Premier roman de Claire Holroyde, La Comète est présenté comme un page turner. Il l’est au début — c’est sa seule qualité perceptible — avant de cesser de l’être par excès de digressions. Centré sur deux fils principaux, le roman crée, de par son enjeu, une tension certaine au moins sur le fil Kourou. Le second, plus intimiste, éloigne du sujet principal sans apporter d’élément intéressant ou vraiment utile, et ce n’est qu’un des problèmes du texte.
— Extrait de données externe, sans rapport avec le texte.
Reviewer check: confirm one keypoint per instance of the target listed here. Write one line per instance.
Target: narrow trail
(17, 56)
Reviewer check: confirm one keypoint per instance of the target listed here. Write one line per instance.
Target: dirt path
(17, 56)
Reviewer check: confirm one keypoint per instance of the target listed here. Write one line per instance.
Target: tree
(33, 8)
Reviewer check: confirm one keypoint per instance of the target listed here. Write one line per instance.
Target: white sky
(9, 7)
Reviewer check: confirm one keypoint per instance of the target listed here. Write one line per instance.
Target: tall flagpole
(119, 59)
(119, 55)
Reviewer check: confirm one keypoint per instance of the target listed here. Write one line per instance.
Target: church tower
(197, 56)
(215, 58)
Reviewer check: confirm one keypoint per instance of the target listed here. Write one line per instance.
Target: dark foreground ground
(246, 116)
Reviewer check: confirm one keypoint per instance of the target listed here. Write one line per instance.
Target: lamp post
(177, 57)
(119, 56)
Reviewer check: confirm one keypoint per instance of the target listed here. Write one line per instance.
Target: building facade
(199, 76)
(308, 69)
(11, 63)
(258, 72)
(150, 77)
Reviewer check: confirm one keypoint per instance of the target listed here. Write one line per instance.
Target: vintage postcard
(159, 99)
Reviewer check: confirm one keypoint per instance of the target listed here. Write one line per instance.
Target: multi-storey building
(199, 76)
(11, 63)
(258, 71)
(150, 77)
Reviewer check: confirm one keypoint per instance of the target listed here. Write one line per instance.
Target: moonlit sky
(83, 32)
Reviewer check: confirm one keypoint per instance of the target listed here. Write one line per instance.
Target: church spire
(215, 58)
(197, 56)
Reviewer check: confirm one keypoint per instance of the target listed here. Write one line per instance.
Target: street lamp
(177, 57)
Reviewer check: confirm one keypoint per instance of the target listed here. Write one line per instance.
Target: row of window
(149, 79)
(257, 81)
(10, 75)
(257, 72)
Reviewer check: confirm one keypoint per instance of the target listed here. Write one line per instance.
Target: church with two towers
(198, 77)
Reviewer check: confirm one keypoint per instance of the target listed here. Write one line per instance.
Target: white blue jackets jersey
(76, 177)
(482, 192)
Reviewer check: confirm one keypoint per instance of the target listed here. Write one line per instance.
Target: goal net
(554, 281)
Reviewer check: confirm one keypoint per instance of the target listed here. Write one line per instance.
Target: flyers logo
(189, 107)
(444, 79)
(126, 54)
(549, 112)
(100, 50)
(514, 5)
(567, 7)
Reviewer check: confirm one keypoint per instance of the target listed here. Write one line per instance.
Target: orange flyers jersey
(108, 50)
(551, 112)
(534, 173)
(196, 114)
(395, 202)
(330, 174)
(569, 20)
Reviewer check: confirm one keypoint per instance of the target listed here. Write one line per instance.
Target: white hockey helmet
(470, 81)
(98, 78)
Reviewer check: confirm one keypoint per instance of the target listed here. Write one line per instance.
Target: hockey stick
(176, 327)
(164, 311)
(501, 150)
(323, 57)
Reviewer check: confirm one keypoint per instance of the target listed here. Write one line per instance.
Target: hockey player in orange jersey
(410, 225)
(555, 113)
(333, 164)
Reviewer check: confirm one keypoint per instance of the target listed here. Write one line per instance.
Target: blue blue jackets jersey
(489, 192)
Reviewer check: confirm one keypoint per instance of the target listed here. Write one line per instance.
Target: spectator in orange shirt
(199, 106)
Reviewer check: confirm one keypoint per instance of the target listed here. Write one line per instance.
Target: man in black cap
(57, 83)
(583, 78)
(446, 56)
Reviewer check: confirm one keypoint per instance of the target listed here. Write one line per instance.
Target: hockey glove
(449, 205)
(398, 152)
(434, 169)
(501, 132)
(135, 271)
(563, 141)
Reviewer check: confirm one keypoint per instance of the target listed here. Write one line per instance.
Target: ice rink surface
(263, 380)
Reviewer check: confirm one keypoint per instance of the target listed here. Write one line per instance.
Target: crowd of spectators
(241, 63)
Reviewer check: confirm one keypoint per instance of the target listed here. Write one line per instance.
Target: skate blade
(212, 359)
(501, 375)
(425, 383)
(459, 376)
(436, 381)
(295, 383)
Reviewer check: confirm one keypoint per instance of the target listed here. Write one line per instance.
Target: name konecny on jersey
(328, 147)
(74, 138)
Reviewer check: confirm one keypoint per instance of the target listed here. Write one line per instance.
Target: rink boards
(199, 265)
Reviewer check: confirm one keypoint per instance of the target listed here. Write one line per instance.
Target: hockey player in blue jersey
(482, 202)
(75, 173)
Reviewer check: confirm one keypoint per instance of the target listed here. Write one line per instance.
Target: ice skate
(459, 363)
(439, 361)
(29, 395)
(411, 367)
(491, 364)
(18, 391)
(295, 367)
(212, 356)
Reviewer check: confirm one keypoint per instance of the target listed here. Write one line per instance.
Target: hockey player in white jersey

Clairement conçu comme un ouvrage formaté par un atelier d’écriture, La Comète utilise des recettes qui se voient toutes. On y aborde — car on a une ambition intellectuelle — tous les sujets du moment, du changement climatique à la Syrie en passant par le sort des Indiens d’Amazonie… par l’anecdote. On y construit des backgrounds par flashbacks successifs qui semblent chacun être l’infodump d’une fiche bio. On y place l’inévitable histoire d’amour romantique entre amants blessés par la vie. On tente de choquer sans être trop graphique, etc.

Puis, après avoir déjà beaucoup digressé, Holroyde change son fusil d’épaule. La destruction de la comète (rendue possible par un incroyable deus ex machina) passe au second plan alors que se multiplient les pas de côté et les considérations sur l’après (où Holroyde place la chaleur de la communauté retrouvée, oubliant que l’une des activités principales des communautés est l’extermination des communautés proches — relire Girard). Un roman fabriqué, donc, mais qui ne sait pas de quoi il veut vraiment parler, mis à part quelques considérations banales sur l’humanité qui ferait mieux de se reprendre et de repartir sur de bonnes bases — la comète comme nouveau départ.

Sur le plan de l’écriture c’est quelconque, dans un style parfois familier voulu qui fait surtout racoleur ou bas de gamme. Et ça devient risible lorsqu’il s’agit de la relation amoureuse.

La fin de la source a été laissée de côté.